Peppers, onions and garlic join the party.Then they all hang out in the pot for a while. We made a double batch, of course!This was the part I was most excited about — processing all of that delicious salsa so we can enjoy it over the winter (if it lasts that long!!).The jars sit in the special canner in boiling water for 30 minutes or so to ensure they’re sealed.
There’s a lot of love poured into these jars!
She told me that recipe was from a Bernardin recipe book that my dad had bought for her years ago:
- 5 lbs tomatoes (about 15 medium)
- 4 mild green chillies
- 2 to 6 hot chilies (fresh or dried)
- 1 ½ cups chopped Spanish onion
- 1 ½ cups chopped green pepper
- 1 cup chopped red pepper
- 3 cloves garlic
- 1 can tomato paste
- 1 cup white vinegar
- 3 tbsp pickling salt
- 2 tsp paprika
- 3 tbsp finely chopped fresh cilantro
Blanch, peel, seed and coarsely chop tomatoes; place tomatoes in a large stainless steel or enamel saucepan.
Remove cores from mild chillies. Chop chillies. Scrape most of seeds from cores. Add chopped chillies and seed to tomatoes.
Pierce hot chillies with a toothpick and add to tomatoes.
Add remaining ingredients – except cilantro; mix well. Stirring occasionally, bring to boil over medium heat. Simmer uncovered 1 hour.

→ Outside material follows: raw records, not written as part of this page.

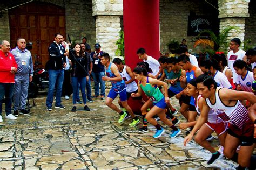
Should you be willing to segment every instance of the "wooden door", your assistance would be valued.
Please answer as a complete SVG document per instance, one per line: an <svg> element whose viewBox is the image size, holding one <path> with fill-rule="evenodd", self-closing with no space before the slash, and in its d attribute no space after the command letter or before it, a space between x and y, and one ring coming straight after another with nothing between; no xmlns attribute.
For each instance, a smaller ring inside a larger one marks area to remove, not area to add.
<svg viewBox="0 0 256 170"><path fill-rule="evenodd" d="M11 46L15 47L17 39L25 38L33 44L30 50L34 56L39 56L41 67L45 68L49 60L48 47L54 35L60 33L65 37L65 9L49 3L35 2L9 11Z"/></svg>

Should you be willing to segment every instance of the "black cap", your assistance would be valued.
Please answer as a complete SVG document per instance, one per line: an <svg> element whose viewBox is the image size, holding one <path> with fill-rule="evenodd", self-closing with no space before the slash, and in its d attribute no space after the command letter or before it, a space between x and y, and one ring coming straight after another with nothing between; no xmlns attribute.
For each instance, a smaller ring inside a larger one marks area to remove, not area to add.
<svg viewBox="0 0 256 170"><path fill-rule="evenodd" d="M98 49L98 48L100 48L101 47L100 47L100 45L99 45L99 43L96 43L94 45L94 47L95 48L95 49Z"/></svg>

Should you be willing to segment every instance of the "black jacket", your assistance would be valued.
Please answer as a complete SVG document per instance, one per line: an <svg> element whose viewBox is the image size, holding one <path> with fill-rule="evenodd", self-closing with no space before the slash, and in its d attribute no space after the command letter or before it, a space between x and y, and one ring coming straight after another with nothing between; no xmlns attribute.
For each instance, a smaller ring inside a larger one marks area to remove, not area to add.
<svg viewBox="0 0 256 170"><path fill-rule="evenodd" d="M59 49L58 45L55 42L48 48L49 61L48 63L49 69L59 70L63 68L63 63L66 63L64 47L62 45Z"/></svg>
<svg viewBox="0 0 256 170"><path fill-rule="evenodd" d="M69 58L72 62L72 77L84 77L89 75L86 56L79 56L76 55L76 52L73 52L72 54L70 54L70 51Z"/></svg>

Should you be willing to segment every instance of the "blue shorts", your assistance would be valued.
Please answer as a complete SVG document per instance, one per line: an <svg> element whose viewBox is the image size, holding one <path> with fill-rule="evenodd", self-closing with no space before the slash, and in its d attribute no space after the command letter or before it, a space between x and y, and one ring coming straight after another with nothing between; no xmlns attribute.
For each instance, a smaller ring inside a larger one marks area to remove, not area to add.
<svg viewBox="0 0 256 170"><path fill-rule="evenodd" d="M156 105L159 108L164 109L166 107L166 103L165 102L165 99L164 97L163 97L158 102L153 103L153 105Z"/></svg>
<svg viewBox="0 0 256 170"><path fill-rule="evenodd" d="M117 97L117 95L119 94L120 100L121 102L127 100L126 88L123 89L121 91L115 91L112 89L109 91L107 97L111 98L114 100Z"/></svg>

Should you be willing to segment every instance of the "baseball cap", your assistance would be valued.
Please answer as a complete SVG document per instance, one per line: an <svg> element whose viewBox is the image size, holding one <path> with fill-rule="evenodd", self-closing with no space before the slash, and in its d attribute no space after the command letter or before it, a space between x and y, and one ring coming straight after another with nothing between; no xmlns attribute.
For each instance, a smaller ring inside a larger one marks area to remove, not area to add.
<svg viewBox="0 0 256 170"><path fill-rule="evenodd" d="M95 44L95 45L94 45L94 47L96 48L96 49L98 49L98 48L100 48L100 45L99 45L99 43L96 43Z"/></svg>

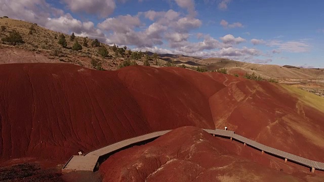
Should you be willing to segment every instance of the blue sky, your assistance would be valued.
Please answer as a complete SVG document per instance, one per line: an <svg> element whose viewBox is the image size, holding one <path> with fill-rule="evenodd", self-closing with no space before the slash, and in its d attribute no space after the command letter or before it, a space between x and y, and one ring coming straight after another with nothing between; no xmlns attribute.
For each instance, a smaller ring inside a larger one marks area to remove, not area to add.
<svg viewBox="0 0 324 182"><path fill-rule="evenodd" d="M324 67L323 1L0 1L0 16L132 50Z"/></svg>

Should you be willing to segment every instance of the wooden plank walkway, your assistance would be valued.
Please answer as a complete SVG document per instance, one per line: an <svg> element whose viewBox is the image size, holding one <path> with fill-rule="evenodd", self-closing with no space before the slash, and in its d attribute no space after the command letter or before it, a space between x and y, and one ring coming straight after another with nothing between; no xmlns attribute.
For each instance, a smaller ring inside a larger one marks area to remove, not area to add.
<svg viewBox="0 0 324 182"><path fill-rule="evenodd" d="M263 151L264 152L294 161L297 163L307 166L314 169L324 170L324 163L314 161L302 157L297 156L280 150L274 149L260 144L252 140L247 139L238 134L234 133L233 131L224 129L202 129L205 131L215 135L230 138L238 141L244 143L248 145ZM150 139L153 139L163 135L171 130L153 132L135 138L126 139L120 142L109 145L108 146L96 149L89 152L84 155L73 156L66 163L62 169L63 173L73 171L93 171L96 167L98 167L99 157L105 155L112 153L124 147L144 142Z"/></svg>

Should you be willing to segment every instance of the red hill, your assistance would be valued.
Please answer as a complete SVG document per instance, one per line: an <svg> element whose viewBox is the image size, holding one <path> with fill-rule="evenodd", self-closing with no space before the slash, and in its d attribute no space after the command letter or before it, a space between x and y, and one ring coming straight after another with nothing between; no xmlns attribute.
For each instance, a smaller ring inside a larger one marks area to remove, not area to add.
<svg viewBox="0 0 324 182"><path fill-rule="evenodd" d="M62 164L80 151L186 125L226 126L322 162L323 103L278 84L179 68L2 65L0 163L34 157Z"/></svg>

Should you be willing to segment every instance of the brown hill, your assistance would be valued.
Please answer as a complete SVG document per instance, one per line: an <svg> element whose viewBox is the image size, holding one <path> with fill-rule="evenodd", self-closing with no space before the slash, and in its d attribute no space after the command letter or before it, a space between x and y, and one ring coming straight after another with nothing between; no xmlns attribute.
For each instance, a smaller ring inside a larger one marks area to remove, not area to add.
<svg viewBox="0 0 324 182"><path fill-rule="evenodd" d="M216 61L212 58L205 60L207 62L210 61L213 63L206 66L208 70L226 68L230 73L237 73L242 76L245 73L251 74L254 72L264 78L324 79L324 72L321 69L288 68L287 66L245 63L230 60Z"/></svg>
<svg viewBox="0 0 324 182"><path fill-rule="evenodd" d="M64 162L79 151L185 125L227 126L322 160L324 99L280 84L180 68L103 72L16 64L0 65L0 93L2 161L30 157Z"/></svg>
<svg viewBox="0 0 324 182"><path fill-rule="evenodd" d="M98 48L92 46L94 40L76 36L74 40L71 41L71 35L66 34L63 35L65 36L67 46L66 48L63 48L58 43L59 36L62 33L47 29L32 23L10 18L2 18L0 19L0 26L6 28L4 31L0 31L0 40L9 36L10 32L15 30L21 35L22 40L25 42L24 43L18 43L12 46L8 42L0 41L0 64L61 62L94 69L91 61L92 59L95 59L100 61L103 68L110 70L117 69L118 66L127 58L128 51L126 51L123 55L116 54L112 50L112 47L104 42L100 42L100 46L106 48L108 52L108 56L103 58L98 53ZM32 30L30 34L29 32L32 27L34 30ZM87 40L87 46L84 45L84 38ZM71 47L75 41L77 41L82 45L82 50L72 50ZM141 60L136 60L137 64L143 65L142 61L144 58L143 54ZM150 62L152 64L155 63L153 59ZM165 66L166 63L161 59L158 60L159 66Z"/></svg>
<svg viewBox="0 0 324 182"><path fill-rule="evenodd" d="M176 129L110 156L103 181L320 181L303 167L194 127ZM318 174L318 173L317 173ZM308 172L309 174L309 172Z"/></svg>

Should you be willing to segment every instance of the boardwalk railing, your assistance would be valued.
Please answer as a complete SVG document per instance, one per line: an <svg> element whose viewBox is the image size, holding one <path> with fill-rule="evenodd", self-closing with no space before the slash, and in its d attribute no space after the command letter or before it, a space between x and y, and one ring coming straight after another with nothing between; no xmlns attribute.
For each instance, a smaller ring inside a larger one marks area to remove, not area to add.
<svg viewBox="0 0 324 182"><path fill-rule="evenodd" d="M285 158L285 162L289 160L297 163L308 166L311 168L312 172L315 169L324 170L324 163L307 159L286 152L268 147L252 140L247 139L234 133L233 131L223 129L202 129L205 131L213 134L214 136L220 136L233 139L244 143L245 146L249 145L262 151L262 154L266 152L274 156ZM63 173L73 171L93 171L98 167L99 157L112 153L119 150L124 149L134 144L153 139L163 135L171 131L171 130L151 132L133 138L130 138L110 144L86 153L84 155L74 155L70 158L69 161L62 169Z"/></svg>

Fill boiling water canner with water. Place 5 clean pint (500mL) mason jars in canner over high heat.
Add cilantro and continue cooking 15 to 30 minutes until desired consistency is reached. Stir occasionally to prevent sticking. Taste and remove hot chillies when sauce reaches desired ‘hot’ flavour.
Place Bernardin Snap Lids in boiling water, boil 5 minutes to activate sealing compound.

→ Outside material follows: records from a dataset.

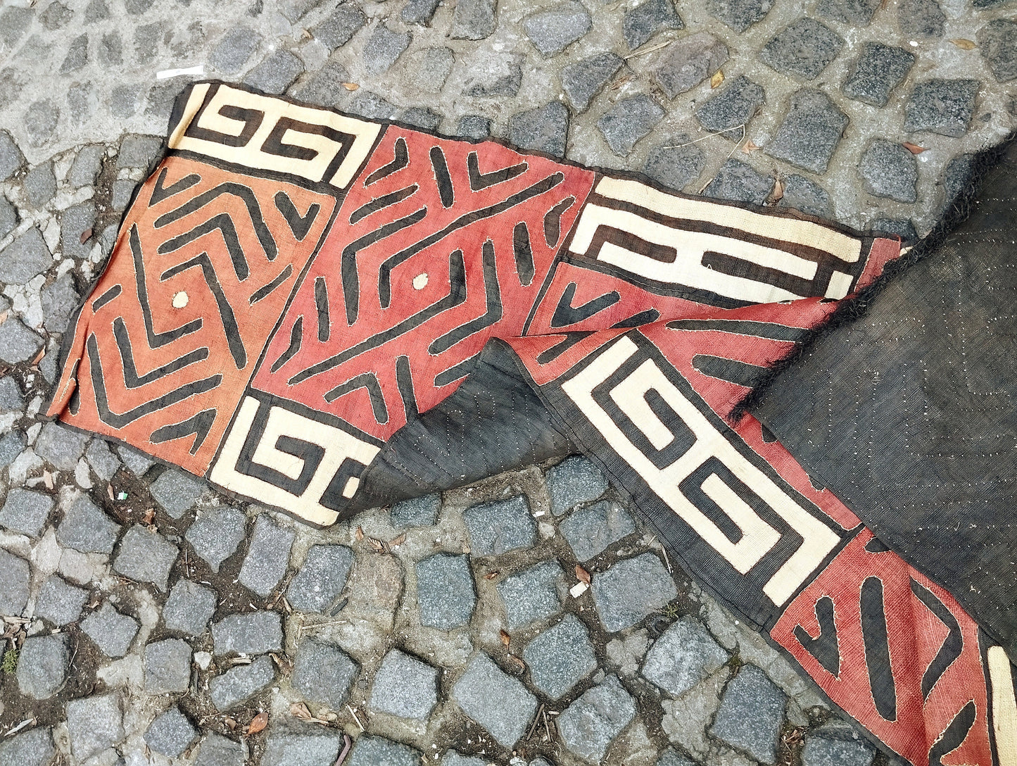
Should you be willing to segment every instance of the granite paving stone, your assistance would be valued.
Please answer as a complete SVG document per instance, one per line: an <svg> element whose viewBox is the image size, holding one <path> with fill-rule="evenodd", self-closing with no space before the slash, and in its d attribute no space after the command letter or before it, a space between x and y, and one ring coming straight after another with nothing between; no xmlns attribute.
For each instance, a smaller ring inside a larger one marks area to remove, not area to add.
<svg viewBox="0 0 1017 766"><path fill-rule="evenodd" d="M369 706L400 718L426 721L438 701L438 669L398 649L381 659Z"/></svg>
<svg viewBox="0 0 1017 766"><path fill-rule="evenodd" d="M451 698L503 748L519 741L537 711L536 697L480 652L453 686Z"/></svg>
<svg viewBox="0 0 1017 766"><path fill-rule="evenodd" d="M551 513L561 516L581 503L597 499L607 491L607 479L593 463L574 455L547 471Z"/></svg>
<svg viewBox="0 0 1017 766"><path fill-rule="evenodd" d="M179 519L208 491L208 484L179 468L170 468L152 482L148 491L171 518Z"/></svg>
<svg viewBox="0 0 1017 766"><path fill-rule="evenodd" d="M660 105L649 96L640 94L619 99L597 120L597 128L611 152L624 157L663 117L664 110Z"/></svg>
<svg viewBox="0 0 1017 766"><path fill-rule="evenodd" d="M311 545L286 598L297 611L324 612L346 587L353 551L345 545Z"/></svg>
<svg viewBox="0 0 1017 766"><path fill-rule="evenodd" d="M442 631L470 622L477 594L465 555L435 553L416 564L420 624Z"/></svg>
<svg viewBox="0 0 1017 766"><path fill-rule="evenodd" d="M742 665L724 689L710 732L757 761L774 763L786 702L765 672Z"/></svg>
<svg viewBox="0 0 1017 766"><path fill-rule="evenodd" d="M109 601L81 621L81 630L108 657L123 657L137 635L138 623Z"/></svg>
<svg viewBox="0 0 1017 766"><path fill-rule="evenodd" d="M338 646L305 638L293 662L293 688L310 702L340 710L358 669L357 663Z"/></svg>
<svg viewBox="0 0 1017 766"><path fill-rule="evenodd" d="M858 175L870 194L900 202L917 198L918 162L900 143L882 138L873 141L858 161Z"/></svg>
<svg viewBox="0 0 1017 766"><path fill-rule="evenodd" d="M163 607L166 630L186 636L200 636L216 612L216 591L181 578L170 590Z"/></svg>
<svg viewBox="0 0 1017 766"><path fill-rule="evenodd" d="M967 132L974 115L974 100L981 83L976 79L931 79L911 92L904 116L904 130L928 130L958 137Z"/></svg>
<svg viewBox="0 0 1017 766"><path fill-rule="evenodd" d="M597 669L590 633L574 614L533 639L523 659L533 686L555 700Z"/></svg>
<svg viewBox="0 0 1017 766"><path fill-rule="evenodd" d="M635 532L636 523L617 503L600 500L574 511L558 529L576 558L585 562Z"/></svg>
<svg viewBox="0 0 1017 766"><path fill-rule="evenodd" d="M36 597L36 616L62 627L81 616L88 591L69 585L59 575L50 575Z"/></svg>
<svg viewBox="0 0 1017 766"><path fill-rule="evenodd" d="M593 576L593 600L610 633L631 628L677 596L674 581L653 553L624 558Z"/></svg>
<svg viewBox="0 0 1017 766"><path fill-rule="evenodd" d="M208 696L216 709L225 712L267 689L275 681L276 665L268 655L262 654L250 664L234 665L212 679Z"/></svg>
<svg viewBox="0 0 1017 766"><path fill-rule="evenodd" d="M822 91L803 87L791 97L787 115L766 153L813 173L825 173L848 118Z"/></svg>
<svg viewBox="0 0 1017 766"><path fill-rule="evenodd" d="M83 762L124 741L123 707L116 692L67 703L67 732L74 757Z"/></svg>
<svg viewBox="0 0 1017 766"><path fill-rule="evenodd" d="M112 553L120 525L110 519L82 494L67 509L57 526L57 539L62 545L82 553Z"/></svg>
<svg viewBox="0 0 1017 766"><path fill-rule="evenodd" d="M727 652L701 623L680 620L654 642L643 675L672 697L680 697L727 660Z"/></svg>
<svg viewBox="0 0 1017 766"><path fill-rule="evenodd" d="M729 58L727 46L706 32L678 38L658 58L653 78L668 99L713 76Z"/></svg>
<svg viewBox="0 0 1017 766"><path fill-rule="evenodd" d="M599 763L614 738L635 717L635 699L616 676L608 675L565 708L556 723L565 748Z"/></svg>
<svg viewBox="0 0 1017 766"><path fill-rule="evenodd" d="M197 729L176 705L156 716L144 732L145 744L156 753L176 758L197 739Z"/></svg>
<svg viewBox="0 0 1017 766"><path fill-rule="evenodd" d="M541 562L497 584L508 630L546 620L561 609L558 591L565 590L564 572L555 561Z"/></svg>
<svg viewBox="0 0 1017 766"><path fill-rule="evenodd" d="M19 616L28 603L28 563L0 548L0 614Z"/></svg>
<svg viewBox="0 0 1017 766"><path fill-rule="evenodd" d="M816 79L843 46L843 38L826 24L799 18L763 46L760 60L782 74Z"/></svg>
<svg viewBox="0 0 1017 766"><path fill-rule="evenodd" d="M113 570L131 580L152 583L165 592L170 568L179 552L177 546L156 532L155 528L135 524L120 541Z"/></svg>
<svg viewBox="0 0 1017 766"><path fill-rule="evenodd" d="M233 555L244 538L247 517L229 506L202 511L187 528L184 538L213 572Z"/></svg>
<svg viewBox="0 0 1017 766"><path fill-rule="evenodd" d="M279 612L248 611L229 614L212 624L213 652L263 654L283 648L283 624Z"/></svg>
<svg viewBox="0 0 1017 766"><path fill-rule="evenodd" d="M67 681L67 634L31 636L17 658L17 688L34 700L48 700Z"/></svg>
<svg viewBox="0 0 1017 766"><path fill-rule="evenodd" d="M9 378L4 378L9 379ZM53 498L42 492L14 487L0 509L0 525L29 537L39 537L53 511Z"/></svg>
<svg viewBox="0 0 1017 766"><path fill-rule="evenodd" d="M144 690L149 694L186 692L190 685L191 648L180 639L144 647Z"/></svg>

Ladle sauce into a hot jar to within ½ inch (1 cm) of top rim (head space).
** If a HOT Picante Sauce is desired, place 1 thoroughly washed, drained, dried hot chilli pepper in jar.**
Remove air bubbles by sliding rubber spatula between glass and food; re-adjust head space to ½ inch. Wipe jar rim removing any stickiness. Centre snap lid on jar; apply screw band just until fingertip tight. Place jar in canner. Repeat for remaining sauce.
Cover canner; return water to boil; process 20 minutes at altitudes up to 1,000 ft. Remove jars. Cool 24 hours. Check jar seals (sealed jar lids curve downward). Remove screw bands. Wipe jars, label and store in a cool, dark place.